Когда за братом захлопнулась дверь, Жанна без сил опустилась на пол прямо в прихожей. Внутри всё дрожало от напряжения и боли. Так вот в чём дело! Мать влезла в долги, сама всё просадила, а теперь хочет, чтобы дочь расплачивалась. И Виталик туда же — лишь бы себе кусок урвать.
Жанна с трудом поднялась и поплелась в ванную. Холодная вода помогла немного прийти в себя. В зеркале отражалось осунувшееся лицо с тёмными кругами под глазами. Когда всё это закончится? Когда она сможет просто жить, не оглядываясь постоянно на чужие требования и манипуляции?
Ответ пришёл внезапно, словно щелчок в голове. Всё закончится тогда, когда она сама положит этому конец. Не оправдываясь, не объясняя, не пытаясь переубедить. Просто перестанет быть частью этой токсичной системы.
— Ты уверена? — Ирина с тревогой смотрела на подругу. — Это серьёзный шаг.
Они снова сидели в кофейне, но теперь вечером, после работы. За окном зажигались огни, а внутри играла тихая музыка, создавая уютную атмосферу.
— Более чем, — кивнула Жанна. — Я всё обдумала. Это единственный выход.

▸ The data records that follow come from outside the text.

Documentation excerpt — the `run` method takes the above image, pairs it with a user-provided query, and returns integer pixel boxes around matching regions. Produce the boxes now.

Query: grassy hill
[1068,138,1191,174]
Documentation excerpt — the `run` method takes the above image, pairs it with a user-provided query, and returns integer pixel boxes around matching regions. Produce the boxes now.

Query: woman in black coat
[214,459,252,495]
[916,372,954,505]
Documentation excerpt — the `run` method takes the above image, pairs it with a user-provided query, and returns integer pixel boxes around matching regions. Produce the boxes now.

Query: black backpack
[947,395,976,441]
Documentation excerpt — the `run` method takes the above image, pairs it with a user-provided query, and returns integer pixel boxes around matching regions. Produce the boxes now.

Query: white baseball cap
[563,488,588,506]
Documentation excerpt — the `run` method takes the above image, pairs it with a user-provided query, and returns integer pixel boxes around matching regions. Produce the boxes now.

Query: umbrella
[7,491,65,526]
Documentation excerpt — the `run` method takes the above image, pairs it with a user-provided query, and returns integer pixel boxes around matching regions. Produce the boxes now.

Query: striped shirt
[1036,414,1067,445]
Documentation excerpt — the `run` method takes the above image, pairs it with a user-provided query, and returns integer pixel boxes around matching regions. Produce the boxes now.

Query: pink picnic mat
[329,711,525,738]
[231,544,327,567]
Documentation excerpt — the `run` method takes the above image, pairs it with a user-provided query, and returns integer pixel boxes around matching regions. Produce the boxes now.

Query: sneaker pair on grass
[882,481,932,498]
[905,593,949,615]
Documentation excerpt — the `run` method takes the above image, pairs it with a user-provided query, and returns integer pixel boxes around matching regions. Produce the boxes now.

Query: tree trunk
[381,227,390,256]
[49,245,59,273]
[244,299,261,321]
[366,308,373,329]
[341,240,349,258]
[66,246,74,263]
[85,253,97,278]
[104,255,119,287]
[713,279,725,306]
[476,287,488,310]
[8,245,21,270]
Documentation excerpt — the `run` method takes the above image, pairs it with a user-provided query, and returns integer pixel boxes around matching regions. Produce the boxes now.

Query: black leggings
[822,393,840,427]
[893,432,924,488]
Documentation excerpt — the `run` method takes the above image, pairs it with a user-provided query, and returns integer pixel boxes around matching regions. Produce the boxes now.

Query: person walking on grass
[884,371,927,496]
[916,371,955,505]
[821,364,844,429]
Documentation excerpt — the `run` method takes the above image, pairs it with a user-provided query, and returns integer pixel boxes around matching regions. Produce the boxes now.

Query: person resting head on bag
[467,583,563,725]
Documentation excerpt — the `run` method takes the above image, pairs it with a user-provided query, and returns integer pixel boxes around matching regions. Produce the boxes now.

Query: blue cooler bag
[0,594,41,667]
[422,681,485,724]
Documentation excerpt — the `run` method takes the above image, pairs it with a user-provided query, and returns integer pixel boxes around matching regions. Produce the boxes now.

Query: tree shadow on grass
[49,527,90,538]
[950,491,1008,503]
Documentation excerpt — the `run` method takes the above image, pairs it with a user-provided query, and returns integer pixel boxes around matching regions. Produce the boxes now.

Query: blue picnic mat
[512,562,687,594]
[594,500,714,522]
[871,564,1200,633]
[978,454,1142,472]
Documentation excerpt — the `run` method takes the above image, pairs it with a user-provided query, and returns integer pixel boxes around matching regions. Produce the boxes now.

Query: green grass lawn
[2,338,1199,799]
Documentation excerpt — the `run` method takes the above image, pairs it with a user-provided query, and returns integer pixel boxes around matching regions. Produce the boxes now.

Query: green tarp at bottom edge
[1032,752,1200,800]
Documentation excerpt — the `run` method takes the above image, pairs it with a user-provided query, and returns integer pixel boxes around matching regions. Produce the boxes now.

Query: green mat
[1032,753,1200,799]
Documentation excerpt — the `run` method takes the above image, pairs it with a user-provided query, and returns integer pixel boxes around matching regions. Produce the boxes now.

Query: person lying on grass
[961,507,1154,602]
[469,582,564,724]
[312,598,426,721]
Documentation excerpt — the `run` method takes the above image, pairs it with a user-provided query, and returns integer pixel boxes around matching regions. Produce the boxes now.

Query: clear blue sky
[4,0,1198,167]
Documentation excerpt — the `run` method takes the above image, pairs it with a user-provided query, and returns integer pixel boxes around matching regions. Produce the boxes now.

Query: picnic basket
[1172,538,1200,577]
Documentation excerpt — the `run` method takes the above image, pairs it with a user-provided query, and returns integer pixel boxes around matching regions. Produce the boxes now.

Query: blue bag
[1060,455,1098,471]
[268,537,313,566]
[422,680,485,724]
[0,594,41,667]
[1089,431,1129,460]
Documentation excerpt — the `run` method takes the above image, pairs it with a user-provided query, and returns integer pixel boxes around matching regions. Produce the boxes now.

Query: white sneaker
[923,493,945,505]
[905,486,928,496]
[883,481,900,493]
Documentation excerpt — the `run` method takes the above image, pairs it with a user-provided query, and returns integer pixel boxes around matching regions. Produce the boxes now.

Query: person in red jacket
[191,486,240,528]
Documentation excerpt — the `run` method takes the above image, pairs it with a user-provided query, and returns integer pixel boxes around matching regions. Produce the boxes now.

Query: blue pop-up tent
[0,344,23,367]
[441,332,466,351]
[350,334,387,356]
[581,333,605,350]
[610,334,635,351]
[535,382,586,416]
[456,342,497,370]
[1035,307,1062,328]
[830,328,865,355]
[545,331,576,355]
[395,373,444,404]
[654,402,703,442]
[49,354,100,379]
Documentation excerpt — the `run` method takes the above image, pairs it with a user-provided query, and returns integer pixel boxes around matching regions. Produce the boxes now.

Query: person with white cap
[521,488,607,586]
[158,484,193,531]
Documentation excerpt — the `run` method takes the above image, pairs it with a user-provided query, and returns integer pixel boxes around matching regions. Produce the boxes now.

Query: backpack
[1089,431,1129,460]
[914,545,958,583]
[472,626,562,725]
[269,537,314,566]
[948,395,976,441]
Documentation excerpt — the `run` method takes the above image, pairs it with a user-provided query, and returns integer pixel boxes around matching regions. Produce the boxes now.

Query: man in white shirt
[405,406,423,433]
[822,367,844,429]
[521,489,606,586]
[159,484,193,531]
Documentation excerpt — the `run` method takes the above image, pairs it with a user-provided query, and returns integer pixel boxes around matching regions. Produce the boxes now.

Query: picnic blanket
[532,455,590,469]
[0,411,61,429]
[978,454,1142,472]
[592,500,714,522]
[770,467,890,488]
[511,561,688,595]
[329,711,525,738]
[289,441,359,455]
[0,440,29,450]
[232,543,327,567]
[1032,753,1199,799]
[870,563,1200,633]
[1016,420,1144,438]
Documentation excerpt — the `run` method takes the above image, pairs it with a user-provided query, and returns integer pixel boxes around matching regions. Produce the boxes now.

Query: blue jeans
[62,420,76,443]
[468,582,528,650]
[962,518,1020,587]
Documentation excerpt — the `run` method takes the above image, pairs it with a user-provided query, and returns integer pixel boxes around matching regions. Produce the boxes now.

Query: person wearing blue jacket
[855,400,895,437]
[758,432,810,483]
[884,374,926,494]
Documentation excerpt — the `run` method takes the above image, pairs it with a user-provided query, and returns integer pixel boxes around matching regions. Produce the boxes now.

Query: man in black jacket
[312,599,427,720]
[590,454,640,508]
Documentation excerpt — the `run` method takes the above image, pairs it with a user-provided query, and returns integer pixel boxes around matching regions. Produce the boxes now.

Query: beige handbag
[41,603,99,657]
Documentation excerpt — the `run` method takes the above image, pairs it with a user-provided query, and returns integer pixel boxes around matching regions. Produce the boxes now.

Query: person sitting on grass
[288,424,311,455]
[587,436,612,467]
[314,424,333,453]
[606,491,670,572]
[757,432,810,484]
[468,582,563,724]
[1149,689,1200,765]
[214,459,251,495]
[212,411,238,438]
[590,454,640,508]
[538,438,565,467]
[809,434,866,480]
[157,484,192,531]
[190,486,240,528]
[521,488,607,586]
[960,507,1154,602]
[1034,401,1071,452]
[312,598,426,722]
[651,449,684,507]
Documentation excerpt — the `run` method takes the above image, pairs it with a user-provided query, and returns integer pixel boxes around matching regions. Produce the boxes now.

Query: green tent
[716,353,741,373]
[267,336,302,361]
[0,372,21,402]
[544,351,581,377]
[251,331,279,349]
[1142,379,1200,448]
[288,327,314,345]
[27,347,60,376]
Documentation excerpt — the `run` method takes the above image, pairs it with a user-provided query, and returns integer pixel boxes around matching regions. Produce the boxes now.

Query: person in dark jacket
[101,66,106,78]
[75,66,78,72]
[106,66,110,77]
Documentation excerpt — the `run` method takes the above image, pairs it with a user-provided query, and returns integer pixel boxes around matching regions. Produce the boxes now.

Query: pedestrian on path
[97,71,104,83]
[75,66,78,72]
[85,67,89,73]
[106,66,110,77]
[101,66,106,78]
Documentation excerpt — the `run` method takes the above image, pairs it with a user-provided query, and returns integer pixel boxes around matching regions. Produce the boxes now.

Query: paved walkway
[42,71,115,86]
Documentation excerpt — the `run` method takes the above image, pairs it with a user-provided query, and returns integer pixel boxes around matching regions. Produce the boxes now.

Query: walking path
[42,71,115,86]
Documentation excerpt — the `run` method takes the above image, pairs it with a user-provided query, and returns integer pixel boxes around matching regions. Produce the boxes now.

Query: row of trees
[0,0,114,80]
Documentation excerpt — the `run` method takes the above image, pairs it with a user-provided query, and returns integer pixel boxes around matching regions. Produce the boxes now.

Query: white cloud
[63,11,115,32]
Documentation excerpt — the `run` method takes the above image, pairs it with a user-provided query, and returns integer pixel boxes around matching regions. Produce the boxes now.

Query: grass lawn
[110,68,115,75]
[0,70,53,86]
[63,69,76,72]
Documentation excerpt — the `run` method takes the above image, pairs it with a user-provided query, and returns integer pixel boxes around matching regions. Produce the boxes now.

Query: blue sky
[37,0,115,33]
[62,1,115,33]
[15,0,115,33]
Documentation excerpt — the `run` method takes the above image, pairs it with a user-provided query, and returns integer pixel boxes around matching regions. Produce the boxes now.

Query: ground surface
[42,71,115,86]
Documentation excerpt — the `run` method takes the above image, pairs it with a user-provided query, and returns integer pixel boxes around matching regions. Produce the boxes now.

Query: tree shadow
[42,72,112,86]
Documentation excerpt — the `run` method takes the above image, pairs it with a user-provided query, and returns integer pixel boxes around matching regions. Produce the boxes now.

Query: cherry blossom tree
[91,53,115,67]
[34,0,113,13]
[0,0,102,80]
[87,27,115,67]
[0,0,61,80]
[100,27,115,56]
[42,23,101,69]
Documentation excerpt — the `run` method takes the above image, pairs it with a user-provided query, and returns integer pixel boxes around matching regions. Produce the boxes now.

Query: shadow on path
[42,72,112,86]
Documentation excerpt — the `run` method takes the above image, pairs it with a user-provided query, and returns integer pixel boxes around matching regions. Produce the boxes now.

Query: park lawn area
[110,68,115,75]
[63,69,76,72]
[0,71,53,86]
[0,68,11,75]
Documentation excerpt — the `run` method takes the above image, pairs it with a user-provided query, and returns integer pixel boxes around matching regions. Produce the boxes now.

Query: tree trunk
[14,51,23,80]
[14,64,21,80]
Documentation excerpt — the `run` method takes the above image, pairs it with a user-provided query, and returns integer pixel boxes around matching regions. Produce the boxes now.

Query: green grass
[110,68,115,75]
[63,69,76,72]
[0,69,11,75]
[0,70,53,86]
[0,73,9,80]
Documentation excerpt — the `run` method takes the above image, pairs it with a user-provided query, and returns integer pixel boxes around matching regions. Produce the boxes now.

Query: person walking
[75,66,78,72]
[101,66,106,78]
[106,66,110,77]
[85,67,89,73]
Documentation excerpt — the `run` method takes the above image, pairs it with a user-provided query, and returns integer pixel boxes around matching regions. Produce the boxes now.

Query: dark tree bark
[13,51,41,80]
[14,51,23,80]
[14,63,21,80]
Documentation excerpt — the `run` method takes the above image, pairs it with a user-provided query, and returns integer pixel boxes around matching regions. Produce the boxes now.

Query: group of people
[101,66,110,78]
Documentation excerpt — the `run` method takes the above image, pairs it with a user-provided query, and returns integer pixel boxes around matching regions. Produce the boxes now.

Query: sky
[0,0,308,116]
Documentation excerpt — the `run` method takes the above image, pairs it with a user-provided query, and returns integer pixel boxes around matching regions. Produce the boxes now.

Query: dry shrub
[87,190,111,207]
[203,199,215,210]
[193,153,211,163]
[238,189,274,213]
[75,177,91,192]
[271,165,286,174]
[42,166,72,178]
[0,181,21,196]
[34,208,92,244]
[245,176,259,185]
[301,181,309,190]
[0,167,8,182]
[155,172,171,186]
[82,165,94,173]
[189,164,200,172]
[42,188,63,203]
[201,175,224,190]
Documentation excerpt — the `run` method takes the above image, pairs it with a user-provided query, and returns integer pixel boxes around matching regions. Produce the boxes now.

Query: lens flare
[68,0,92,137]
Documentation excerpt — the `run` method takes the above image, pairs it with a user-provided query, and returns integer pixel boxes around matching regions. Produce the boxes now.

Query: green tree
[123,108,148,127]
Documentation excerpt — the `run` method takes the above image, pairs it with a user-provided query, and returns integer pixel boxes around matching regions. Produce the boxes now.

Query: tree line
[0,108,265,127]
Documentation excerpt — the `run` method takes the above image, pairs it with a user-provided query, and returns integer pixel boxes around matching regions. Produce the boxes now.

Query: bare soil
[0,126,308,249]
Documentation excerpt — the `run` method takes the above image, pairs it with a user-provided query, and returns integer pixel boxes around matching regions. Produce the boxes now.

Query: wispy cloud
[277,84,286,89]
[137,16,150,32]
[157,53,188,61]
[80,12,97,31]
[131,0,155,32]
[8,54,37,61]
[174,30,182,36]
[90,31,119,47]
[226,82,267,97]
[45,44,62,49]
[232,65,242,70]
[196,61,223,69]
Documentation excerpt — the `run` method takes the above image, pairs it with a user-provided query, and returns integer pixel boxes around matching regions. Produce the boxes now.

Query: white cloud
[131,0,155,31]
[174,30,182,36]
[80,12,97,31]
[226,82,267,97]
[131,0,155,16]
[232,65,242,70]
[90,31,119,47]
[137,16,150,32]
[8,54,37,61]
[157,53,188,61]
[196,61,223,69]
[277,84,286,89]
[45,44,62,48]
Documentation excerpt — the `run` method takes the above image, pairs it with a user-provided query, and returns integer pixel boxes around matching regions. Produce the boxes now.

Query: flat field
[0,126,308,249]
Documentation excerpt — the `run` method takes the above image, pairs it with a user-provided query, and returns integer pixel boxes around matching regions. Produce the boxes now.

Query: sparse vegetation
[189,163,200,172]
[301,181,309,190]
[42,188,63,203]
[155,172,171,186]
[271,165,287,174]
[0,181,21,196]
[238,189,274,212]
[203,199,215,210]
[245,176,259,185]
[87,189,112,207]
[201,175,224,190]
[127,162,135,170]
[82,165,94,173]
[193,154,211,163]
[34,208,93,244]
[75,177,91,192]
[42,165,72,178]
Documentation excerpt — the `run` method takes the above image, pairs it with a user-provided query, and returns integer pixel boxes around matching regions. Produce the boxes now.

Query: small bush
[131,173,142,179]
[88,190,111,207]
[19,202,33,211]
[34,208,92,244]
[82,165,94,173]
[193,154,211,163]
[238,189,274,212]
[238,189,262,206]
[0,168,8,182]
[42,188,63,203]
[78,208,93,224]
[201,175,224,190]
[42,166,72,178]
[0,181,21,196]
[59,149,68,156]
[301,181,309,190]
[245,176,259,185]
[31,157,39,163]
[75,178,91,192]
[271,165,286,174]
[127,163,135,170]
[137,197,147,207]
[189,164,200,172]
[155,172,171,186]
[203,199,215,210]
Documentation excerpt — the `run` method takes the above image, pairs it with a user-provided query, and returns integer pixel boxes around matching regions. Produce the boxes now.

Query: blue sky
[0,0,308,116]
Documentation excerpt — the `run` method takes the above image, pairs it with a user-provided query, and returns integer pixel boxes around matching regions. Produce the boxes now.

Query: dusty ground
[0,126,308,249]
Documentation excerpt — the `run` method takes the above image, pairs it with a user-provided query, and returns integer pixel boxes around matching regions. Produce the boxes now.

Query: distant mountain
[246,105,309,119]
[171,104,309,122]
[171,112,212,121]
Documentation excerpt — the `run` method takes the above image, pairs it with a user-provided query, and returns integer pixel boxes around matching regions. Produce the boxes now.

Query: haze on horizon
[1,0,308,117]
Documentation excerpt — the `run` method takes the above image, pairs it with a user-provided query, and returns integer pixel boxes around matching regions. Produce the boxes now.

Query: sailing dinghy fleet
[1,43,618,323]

— Но как же… Они же твоя семья.
— Семья не требует отдать квартиру, чтобы закрыть свои долги, — твёрдо сказала Жанна. — Семья не угрожает налоговой. Семья не манипулирует и не шантажирует.
Ирина вздохнула. Спорить было сложно — ситуация действительно вышла за все разумные пределы.
— И что ты собираешься делать?
— Уже сделала, — Жанна достала из сумки телефон и показала подруге. — Новый номер. Старый заблокирован. Заявление на работе о переводе в филиал в Петербурге подписано. Квартиру буду сдавать через агентство, без посредников. И ещё кое-что.
Она вытащила из сумки плотный конверт и положила на стол.
— Что это? — Ирина с любопытством посмотрела на подругу.
— Встречный иск, — Жанна усмехнулась. — На случай, если мать действительно решит судиться. Здесь все документы по деньгам, которые она у меня занимала последние пять лет. С расписками. Плюс доказательства, что долг в пятнадцать тысяч был возвращён с процентами. Плюс выписка из банка о том, что первый взнос был сделан с моего личного счёта, который существовал задолго до покупки квартиры.
— Вот это поворот, — Ирина с уважением посмотрела на подругу. — А Виталик? Будешь с ним общаться?
— Когда повзрослеет — может быть, — пожала плечами Жанна. — Сейчас он марионетка в материнских руках. Пусть сначала научится сам отвечать за свою жизнь.
Она отпила кофе и посмотрела в окно. За стеклом проносились огни машин, спешили куда-то прохожие, жил своей жизнью огромный город. Странно, но впервые за долгое время она чувствовала… свободу. Словно избавилась от тяжёлого груза, который тащила на себе годами.
— Знаешь, — задумчиво произнесла Жанна, — мать всегда говорила, что я эгоистка. Что думаю только о себе. А я всю жизнь пыталась доказать обратное — помогала, уступала, шла навстречу. И чем больше отдавала, тем больше с меня требовали.
— А теперь?
— А теперь буду эгоисткой, — Жанна впервые за долгое время искренне улыбнулась. — Буду жить для себя. И знаешь что? Это чертовски приятное чувство.
Поезд тронулся, набирая ход. Жанна смотрела в окно на удаляющийся перрон, на серое осеннее небо, на чужой город, ставший для неё ловушкой. Телефон молчал — новый номер знали только Ирина да начальник. На коленях лежала книга, которую она давно хотела прочитать, но всё не находила времени.
Жизнь не заканчивалась. Она только начиналась — без манипуляций, без чувства вины, без бесконечных требований. Своя жизнь, построенная по своим правилам.
Где-то далеко осталась мать с её долгами и претензиями. Остался брат, выбравший роль вечного ребёнка. Осталась квартира — её личная крепость, за которую она боролась и которую не отдала.
Жанна не испытывала ни сожаления, ни тоски. Только спокойную уверенность, что поступила правильно. Нельзя помочь тем, кто видит в тебе не человека, а ресурс. И нельзя жертвовать собой ради тех, кто не ценит этой жертвы.
За окном мелькали деревья, дома, поля. Новый город, новая работа, новые возможности. Жанна улыбнулась и открыла книгу. Впервые за долгое время ей было легко дышать.